Here are some places where you can start to look if you need to raise funds to help grow yours.
Revenue based funding
Finance offered based on the projected income of your business. This is where you pay back the loan by dedicating a percentage of your gross profits to reducing the outstanding loan balance. That means your repayments and loan term will fluctuate depending on how much profit you make; and you are not required to provide assets as collateral like with a bank loan.
Examples: Outfund, Shopify, Square Loans
Equity based funding
Funding in exchange for part ownership of your business. In this instance you raise capital and have no debt repayments. The investors wait for a return on their investment whilst there’s more cashflow to grow the business.
Examples: Blackbird Ventures, Springboard Enterprises, Scale Investors
Brands who’ve done it this way: Kin Fertility
Crowdsourced funding
Also called equity-based crowdfunding, this is where start-ups raise funds usually from a large number of investors each investing a small amount. In exchange they get shares in the company.
Examples: Birchal, Equitise
Brands who’ve done it this way: BrewDog, Seabin, Coinstash
Venture capital
This is a form of private equity based funding we mentioned earlier. Venture capitalists usually invest in companies at different points in their growth journey.
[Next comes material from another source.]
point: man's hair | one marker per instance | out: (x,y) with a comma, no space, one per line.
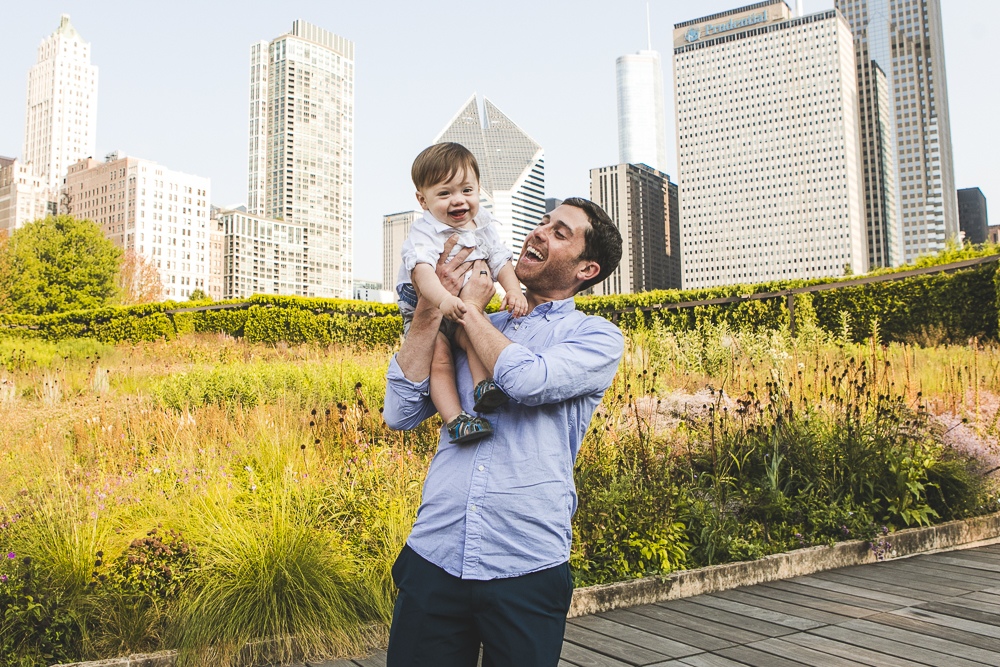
(602,240)
(440,162)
Usually starting at Series A when they may have a lower valuation all the way through to Series D where they may be raising hundreds of millions.
Examples: Blackbird Ventures, Square Peg Capital, Sequoia Capital
Brands who’ve done it this way: Modibodi
Government grants
If you’re doing business in Australia, you can use the government grants and program finder to look for support from across government.
*Australian Small Business and Family Enterprise Ombudsman’s (ASBFEO) office.